Was die Abgeordneten im EU-Parlament bedenken sollten, wenn sie über Neue Gentechnik diskutieren

Testbiotech warnt vor gezielter Einflussnahme durch Gentechnik-Industrie

13. April 2021 / Das Panel for the Future of Science and Technology (STOA), ein wissenschaftliches Beratungsgremium des Europäischen Parlaments, organisiert am 15. April eine Anhörung über neue Gentechnikverfahren wie CRISPR/Cas bei Pflanzen. Auch eine Studie der Ethik-Beratungsgruppe der EU-Kommission (European Group on Ethics in Science and New Technologies, EGE) wird bei der Anhörung vorgestellt. Die Aufgabe des STOA ist es, das Europäische Parlament objektiv und unvoreingenommen zu informieren. Doch die Anhörung hat bereits im Vorfeld für Kritik gesorgt.

Vor der Veranstaltung des STOA wurde eine Konsultation durchgeführt. Da es keine Anzeichen dafür gibt, dass das STOA die dabei eingereichten Kommentare veröffentlichen will, macht Testbiotech seine Eingabe jetzt als Beitrag zur notwendigen Transparenz verfügbar. Testbiotech zeigt dabei, dass die bestehende Gentechnik-Gesetzgebung auch einen angemessenen Rahmen für die Neue Gentechnik bei Pflanzen bietet.

Zudem ist Testbiotech besorgt, dass das Programm der STOA-Konferenz zu wenig ausgewogen sein könnte: Nach dem Programmentwurf sind unter den SprecherInnen mehrere Mitglieder einer internationalen Lobby-Organisation (PRRI), die dafür bekannt ist, sich für Positionen der Biotech-Industrie stark zu machen. Zudem ist der Keynote-Sprecher an Patenten auf die CRISPR/Cas-Technologie beteiligt, die exklusiv an den Corteva-Konzern (DowDupont) lizenziert wurden. Nachdem Testbiotech dies gemeinsam mit der lobbykritischen Organisation Corporate Europe Observatory (CEO) in einem Schreiben an die STOA kritisiert hatte, wurden weitere SprecherInnen eingeladen.
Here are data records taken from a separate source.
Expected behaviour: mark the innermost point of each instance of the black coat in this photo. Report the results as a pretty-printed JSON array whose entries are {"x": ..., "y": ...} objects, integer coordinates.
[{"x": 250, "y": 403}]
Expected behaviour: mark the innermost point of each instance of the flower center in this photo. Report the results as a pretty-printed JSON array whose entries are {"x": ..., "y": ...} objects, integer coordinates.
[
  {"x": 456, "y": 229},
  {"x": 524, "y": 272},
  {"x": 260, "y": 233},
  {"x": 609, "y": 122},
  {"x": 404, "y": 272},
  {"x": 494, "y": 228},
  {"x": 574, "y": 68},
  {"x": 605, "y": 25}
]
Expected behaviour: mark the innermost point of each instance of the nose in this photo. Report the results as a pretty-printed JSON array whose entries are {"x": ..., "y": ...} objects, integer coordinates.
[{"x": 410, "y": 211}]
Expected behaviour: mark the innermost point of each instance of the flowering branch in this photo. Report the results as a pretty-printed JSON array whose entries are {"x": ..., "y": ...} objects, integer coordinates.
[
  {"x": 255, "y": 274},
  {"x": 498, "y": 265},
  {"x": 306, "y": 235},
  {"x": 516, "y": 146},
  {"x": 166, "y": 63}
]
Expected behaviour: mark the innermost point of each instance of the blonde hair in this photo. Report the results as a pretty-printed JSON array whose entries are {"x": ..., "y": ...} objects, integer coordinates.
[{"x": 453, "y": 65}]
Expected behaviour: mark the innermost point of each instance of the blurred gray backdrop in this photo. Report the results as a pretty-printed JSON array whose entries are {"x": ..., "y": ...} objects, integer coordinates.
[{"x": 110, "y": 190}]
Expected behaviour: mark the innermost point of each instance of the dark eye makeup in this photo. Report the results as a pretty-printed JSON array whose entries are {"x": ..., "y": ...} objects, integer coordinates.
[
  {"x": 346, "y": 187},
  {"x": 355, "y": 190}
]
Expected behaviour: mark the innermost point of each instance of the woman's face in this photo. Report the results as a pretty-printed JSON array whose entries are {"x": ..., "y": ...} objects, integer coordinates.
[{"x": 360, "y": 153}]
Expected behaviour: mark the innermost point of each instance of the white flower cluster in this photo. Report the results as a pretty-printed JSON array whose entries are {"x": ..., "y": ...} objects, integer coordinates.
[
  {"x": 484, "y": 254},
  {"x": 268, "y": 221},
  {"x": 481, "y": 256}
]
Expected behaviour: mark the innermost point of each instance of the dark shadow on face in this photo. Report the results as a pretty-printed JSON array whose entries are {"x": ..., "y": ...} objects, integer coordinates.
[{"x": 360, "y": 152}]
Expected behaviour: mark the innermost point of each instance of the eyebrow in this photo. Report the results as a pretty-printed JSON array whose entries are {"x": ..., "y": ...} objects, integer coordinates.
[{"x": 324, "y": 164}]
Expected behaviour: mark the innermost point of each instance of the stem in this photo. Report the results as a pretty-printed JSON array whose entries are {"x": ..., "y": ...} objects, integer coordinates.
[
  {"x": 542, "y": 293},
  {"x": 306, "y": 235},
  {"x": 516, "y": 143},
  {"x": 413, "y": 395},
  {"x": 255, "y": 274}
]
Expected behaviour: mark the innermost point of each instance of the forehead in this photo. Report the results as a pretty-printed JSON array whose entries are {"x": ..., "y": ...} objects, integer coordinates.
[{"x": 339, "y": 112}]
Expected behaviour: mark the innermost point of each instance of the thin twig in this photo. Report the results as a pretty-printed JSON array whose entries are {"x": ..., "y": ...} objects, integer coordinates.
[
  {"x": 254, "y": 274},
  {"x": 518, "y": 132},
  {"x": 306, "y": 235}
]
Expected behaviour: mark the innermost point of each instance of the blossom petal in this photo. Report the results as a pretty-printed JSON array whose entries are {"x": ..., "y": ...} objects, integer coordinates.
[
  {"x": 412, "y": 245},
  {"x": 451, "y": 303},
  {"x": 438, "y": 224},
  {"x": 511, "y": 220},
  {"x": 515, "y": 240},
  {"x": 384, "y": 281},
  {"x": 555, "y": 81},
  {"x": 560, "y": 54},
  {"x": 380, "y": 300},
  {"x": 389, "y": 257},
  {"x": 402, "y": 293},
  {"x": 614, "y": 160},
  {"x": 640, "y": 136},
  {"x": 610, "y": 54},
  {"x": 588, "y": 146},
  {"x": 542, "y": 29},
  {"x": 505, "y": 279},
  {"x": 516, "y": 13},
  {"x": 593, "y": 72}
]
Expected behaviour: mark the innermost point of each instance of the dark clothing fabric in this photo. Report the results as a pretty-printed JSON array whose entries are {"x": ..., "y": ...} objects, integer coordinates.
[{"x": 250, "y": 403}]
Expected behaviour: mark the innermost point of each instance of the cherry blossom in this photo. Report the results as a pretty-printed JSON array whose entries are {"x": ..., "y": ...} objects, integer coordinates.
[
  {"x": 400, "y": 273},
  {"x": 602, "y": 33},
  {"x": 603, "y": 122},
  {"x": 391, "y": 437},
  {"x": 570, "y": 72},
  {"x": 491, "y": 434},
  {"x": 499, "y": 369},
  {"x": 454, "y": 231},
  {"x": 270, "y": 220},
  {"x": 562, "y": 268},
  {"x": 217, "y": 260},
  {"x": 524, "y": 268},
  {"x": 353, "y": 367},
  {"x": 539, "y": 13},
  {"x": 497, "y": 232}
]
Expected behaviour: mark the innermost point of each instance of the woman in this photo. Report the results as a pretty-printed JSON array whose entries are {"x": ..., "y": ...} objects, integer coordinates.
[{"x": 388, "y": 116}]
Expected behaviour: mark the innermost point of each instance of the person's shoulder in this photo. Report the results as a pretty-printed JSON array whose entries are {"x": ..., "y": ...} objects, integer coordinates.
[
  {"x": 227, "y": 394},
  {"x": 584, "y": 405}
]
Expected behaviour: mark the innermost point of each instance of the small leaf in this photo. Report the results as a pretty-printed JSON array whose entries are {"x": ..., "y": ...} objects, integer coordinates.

Bei der Konferenz wird auch ein Kapitel zum Thema Neue Gentechnik bei Pflanzen aus einer aktuellen Stellungnahme der Ethik-Beratungsgruppe der EU-Kommission vorgestellt. Testbiotech hat dieses Kapitel analysiert und kommt zu dem Ergebnis, dass es wissenschaftlich nicht ausreichend fundiert ist. Daher empfiehlt Testbiotech eine Überarbeitung des Textes durch ExpertInnen, die nicht an der Verfassung der Stellungnahme beteiligt waren und die frei von jeglichen Interessen an der Vermarktung der Technologie sind.

Die STOA ist nicht die einzige Einrichtung, die Expertise für das EU-Parlament zur Verfügung stellt und einer gezielten Einflussnahme durch BefürworterInnen der neuen Gentechnik ausgesetzt ist. So hatte der wissenschaftliche Dienst des EU-Parlaments (European Parliamentary Research Service, EPRS) 2020 eine befürwortende Stellungnahme zu CRISPR/Cas veröffentlicht, die von einer Expertin der Universität Leuven überarbeitet worden war. Diese Expertin nahm 2019 auch an einer Pro-Gentechnik Veranstaltung in Brüssel teil. Dabei boten die AktivistInnen den Abgeordneten des EU-Parlaments genomeditierten Reis zum Verzehr an, der keine EU-Zulassung hatte, weswegen die Veranstaltung von den Behörden beendet wurde.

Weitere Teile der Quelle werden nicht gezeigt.